Yes, just listen over and over and you'll weirdly start to get more and more. I mean, it helps if you 1) like the thing already, maybe because 2) it's a translation of something you know (or it's an anime you watched already with subtitles)—that will help with high level comprehension at the start too, and 3) you have access to a text form of (most of) the words too, so that you can pick out sentences to translate if you get stuck.

I've been listening to the same two chapters of Harry Potter and the Sorcerer's Stone (ハリー・ポッターと賢者の石) and the same two episodes of the Death Note anime for about a month.

(I'm not a particular fan of J.K. Rowling's forays into being a public figure, to put it mildly, but I think I would be hard-pressed to find a comparable book for me to use as a language-learning tool.)

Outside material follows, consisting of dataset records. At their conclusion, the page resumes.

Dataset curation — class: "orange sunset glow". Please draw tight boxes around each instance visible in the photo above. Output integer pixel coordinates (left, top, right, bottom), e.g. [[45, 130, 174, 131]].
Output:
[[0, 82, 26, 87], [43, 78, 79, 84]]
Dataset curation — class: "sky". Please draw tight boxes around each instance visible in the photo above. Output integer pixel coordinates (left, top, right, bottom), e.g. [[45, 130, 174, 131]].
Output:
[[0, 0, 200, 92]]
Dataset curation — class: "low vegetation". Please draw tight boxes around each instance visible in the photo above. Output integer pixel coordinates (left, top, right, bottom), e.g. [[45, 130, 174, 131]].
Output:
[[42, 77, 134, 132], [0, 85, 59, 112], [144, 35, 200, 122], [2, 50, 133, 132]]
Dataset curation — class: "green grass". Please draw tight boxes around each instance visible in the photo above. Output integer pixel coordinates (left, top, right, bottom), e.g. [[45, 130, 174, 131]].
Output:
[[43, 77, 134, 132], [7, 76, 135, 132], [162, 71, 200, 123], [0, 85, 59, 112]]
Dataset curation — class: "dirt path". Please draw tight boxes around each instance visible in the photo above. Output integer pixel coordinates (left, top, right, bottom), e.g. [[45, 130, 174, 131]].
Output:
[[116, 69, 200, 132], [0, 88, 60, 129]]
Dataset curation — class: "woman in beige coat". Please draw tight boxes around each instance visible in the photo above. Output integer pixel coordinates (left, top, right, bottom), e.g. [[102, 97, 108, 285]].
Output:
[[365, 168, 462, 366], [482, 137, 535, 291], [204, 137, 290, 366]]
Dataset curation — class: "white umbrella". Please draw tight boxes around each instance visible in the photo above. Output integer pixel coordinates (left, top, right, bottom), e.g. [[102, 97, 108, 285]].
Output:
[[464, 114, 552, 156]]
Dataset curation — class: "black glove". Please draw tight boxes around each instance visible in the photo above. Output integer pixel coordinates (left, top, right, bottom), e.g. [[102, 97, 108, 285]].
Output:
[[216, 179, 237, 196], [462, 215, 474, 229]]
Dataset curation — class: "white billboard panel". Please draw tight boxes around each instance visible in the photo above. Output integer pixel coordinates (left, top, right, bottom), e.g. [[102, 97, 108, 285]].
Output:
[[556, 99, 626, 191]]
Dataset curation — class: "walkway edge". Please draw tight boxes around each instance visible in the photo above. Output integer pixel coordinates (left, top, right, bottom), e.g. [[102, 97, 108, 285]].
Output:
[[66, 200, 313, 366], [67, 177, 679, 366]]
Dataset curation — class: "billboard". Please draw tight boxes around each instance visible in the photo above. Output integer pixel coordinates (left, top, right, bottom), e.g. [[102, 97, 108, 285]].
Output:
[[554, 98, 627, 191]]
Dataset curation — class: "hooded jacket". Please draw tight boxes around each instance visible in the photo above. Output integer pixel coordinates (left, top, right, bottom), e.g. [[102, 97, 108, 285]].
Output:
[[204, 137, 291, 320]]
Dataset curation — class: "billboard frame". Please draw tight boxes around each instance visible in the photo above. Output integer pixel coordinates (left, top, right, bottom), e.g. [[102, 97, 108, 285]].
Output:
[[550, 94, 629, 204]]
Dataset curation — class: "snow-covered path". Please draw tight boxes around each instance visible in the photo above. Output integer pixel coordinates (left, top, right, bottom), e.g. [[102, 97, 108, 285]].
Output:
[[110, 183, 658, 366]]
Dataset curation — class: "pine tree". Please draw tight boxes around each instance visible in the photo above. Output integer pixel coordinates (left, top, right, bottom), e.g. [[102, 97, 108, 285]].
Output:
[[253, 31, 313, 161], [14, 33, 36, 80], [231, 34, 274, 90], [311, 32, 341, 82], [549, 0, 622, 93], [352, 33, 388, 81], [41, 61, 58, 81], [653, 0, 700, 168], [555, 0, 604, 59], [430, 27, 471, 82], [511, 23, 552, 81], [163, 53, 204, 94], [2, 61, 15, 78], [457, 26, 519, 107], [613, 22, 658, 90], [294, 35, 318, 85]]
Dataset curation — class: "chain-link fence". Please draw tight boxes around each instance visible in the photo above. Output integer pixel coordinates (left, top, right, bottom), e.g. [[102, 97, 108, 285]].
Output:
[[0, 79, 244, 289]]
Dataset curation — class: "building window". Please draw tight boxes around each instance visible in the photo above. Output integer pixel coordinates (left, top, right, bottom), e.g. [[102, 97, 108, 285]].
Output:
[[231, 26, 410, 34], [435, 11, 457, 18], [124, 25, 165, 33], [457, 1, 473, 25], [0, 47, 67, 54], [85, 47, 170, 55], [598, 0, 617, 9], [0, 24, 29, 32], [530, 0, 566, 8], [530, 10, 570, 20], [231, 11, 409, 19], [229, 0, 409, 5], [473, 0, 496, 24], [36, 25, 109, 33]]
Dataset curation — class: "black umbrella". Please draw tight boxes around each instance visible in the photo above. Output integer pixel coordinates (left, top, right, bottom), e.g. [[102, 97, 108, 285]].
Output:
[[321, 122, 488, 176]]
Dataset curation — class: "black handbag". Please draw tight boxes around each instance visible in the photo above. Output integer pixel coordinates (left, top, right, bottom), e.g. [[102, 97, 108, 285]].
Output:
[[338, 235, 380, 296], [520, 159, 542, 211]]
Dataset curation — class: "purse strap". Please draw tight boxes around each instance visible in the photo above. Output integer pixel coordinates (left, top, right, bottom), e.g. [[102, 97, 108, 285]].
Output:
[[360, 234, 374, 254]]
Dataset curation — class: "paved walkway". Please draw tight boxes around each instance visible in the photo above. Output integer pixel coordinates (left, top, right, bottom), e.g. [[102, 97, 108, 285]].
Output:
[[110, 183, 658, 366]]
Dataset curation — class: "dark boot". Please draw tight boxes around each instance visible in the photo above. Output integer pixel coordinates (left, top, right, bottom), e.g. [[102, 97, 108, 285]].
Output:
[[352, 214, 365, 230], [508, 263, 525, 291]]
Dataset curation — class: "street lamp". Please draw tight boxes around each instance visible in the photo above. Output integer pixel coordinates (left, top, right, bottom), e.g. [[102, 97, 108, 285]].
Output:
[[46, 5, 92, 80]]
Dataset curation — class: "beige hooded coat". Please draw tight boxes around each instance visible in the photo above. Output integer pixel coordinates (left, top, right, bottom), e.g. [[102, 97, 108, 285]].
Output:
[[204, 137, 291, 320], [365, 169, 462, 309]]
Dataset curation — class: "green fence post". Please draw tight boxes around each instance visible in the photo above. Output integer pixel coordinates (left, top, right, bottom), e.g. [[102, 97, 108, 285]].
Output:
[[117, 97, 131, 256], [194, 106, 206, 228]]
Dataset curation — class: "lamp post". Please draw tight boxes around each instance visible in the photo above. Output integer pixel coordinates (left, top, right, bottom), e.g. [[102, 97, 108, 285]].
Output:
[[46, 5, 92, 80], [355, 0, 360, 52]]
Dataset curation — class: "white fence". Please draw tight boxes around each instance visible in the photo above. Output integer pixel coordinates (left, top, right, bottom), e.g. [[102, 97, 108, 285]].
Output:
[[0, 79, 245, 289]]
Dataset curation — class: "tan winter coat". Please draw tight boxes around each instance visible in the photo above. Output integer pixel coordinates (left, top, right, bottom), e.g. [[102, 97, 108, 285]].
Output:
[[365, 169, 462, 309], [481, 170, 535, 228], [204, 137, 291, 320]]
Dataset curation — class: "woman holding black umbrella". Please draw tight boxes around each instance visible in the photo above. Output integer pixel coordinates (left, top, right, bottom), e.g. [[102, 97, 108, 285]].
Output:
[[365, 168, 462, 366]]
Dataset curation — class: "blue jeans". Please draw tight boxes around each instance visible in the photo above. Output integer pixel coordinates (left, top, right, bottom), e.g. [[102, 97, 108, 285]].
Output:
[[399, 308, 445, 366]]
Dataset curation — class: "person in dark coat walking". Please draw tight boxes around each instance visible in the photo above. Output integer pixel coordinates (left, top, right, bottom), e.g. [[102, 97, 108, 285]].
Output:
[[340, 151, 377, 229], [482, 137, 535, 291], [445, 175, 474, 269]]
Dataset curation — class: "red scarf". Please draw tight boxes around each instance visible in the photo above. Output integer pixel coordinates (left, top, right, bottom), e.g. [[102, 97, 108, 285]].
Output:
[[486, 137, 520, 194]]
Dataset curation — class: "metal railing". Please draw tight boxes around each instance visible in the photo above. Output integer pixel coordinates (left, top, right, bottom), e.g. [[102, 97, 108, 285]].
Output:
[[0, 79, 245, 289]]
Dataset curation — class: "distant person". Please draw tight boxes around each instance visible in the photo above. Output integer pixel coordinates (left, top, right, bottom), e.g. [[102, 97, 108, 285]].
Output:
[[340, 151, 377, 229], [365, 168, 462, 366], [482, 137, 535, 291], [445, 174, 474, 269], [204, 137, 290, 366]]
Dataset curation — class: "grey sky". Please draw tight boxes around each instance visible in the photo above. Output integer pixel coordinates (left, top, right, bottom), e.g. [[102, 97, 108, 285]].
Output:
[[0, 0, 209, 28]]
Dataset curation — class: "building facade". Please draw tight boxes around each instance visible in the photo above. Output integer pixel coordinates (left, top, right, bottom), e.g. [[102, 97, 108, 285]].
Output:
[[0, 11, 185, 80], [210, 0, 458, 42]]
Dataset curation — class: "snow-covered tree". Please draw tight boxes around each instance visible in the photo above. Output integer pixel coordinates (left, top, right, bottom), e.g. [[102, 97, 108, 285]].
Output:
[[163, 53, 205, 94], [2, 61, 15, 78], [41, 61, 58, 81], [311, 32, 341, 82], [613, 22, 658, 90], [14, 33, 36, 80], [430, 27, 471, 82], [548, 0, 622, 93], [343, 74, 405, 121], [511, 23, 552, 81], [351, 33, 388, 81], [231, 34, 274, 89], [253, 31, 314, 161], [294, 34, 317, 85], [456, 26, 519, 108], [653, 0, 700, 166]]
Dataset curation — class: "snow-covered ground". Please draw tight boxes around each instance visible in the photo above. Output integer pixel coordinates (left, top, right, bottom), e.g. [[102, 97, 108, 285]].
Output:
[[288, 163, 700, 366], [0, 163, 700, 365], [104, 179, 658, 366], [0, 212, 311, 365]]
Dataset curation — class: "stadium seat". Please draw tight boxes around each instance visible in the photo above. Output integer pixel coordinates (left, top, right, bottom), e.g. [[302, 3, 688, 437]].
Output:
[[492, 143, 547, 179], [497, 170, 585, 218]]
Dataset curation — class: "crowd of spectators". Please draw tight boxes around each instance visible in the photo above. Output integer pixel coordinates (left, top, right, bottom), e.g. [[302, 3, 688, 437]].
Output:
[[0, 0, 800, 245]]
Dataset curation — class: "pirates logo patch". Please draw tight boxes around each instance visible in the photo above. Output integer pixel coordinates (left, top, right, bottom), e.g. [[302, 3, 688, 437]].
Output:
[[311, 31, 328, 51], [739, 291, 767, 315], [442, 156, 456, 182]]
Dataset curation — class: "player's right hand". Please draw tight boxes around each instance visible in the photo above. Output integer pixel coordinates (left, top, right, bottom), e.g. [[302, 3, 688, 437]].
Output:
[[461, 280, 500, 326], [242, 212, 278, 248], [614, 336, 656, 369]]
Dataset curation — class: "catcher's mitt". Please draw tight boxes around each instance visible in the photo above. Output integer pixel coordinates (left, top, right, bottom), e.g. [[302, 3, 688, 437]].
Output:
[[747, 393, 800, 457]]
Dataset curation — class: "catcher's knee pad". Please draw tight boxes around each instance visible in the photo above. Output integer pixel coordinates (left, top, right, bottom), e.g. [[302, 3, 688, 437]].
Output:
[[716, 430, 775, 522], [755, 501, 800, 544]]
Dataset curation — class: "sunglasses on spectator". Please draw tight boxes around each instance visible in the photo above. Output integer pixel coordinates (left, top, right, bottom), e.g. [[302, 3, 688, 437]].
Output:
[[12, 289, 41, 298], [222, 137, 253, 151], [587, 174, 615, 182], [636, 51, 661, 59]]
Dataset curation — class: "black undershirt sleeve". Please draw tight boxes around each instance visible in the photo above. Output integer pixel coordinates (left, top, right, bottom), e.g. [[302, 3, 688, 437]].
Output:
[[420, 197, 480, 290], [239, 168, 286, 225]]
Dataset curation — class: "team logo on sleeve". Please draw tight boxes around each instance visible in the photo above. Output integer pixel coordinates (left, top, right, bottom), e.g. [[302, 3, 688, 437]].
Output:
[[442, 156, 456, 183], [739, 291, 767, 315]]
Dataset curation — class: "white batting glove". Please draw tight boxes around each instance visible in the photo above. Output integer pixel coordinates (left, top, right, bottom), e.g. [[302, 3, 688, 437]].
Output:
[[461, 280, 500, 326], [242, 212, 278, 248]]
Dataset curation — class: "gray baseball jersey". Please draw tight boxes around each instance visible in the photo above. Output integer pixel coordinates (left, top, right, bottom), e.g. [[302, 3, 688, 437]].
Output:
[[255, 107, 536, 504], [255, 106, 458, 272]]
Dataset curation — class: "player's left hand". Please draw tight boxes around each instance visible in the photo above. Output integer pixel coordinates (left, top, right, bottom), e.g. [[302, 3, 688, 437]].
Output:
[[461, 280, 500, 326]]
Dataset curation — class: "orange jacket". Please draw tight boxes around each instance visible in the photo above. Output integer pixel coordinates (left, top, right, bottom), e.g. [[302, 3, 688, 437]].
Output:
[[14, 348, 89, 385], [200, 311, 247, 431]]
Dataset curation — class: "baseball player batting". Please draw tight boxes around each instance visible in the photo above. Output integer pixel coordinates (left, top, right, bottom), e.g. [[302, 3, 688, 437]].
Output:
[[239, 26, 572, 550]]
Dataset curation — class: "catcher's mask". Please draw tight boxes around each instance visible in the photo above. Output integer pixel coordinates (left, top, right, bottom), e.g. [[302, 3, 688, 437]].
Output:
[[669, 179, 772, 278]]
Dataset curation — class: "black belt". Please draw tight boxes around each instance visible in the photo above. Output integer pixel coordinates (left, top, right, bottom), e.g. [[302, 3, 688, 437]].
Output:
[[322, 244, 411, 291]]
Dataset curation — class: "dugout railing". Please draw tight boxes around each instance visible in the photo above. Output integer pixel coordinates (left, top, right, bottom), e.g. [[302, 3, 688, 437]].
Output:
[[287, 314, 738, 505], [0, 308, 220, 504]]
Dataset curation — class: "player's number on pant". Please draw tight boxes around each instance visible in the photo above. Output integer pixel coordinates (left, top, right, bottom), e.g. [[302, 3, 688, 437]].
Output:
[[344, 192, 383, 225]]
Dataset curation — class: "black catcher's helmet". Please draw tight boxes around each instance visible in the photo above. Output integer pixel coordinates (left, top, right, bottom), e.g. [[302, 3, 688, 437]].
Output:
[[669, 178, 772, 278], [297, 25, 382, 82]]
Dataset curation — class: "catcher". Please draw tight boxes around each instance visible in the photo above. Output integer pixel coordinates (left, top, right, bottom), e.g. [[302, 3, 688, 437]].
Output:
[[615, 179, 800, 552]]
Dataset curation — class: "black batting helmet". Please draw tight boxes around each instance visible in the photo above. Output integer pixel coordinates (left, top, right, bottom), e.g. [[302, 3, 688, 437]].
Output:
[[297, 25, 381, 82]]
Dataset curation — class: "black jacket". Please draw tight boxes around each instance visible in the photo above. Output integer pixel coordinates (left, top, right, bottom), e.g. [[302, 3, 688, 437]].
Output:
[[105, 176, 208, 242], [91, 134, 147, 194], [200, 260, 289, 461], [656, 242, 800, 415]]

I found Days and Words kind of by algorithm after watching this incredibly inspiring interview he does with a Norwegian learner. One of the things I love most about what she says in that video is the idea of "wow, this task is so big and seems like it'll take impossibly long—let's get started!" The "comprehensible input" idea and repetition are both pretty popular in a certain segment of the language learning internet, so I figured I'd give it a proper go.

You'll often hear in those contexts that it's important to be comfortable with ambiguity, and with not getting it, and I think those things are true. But also that actually that advice is backwards: you'll get more comfortable with not fully knowing what you're hearing by practicing. You should just practice.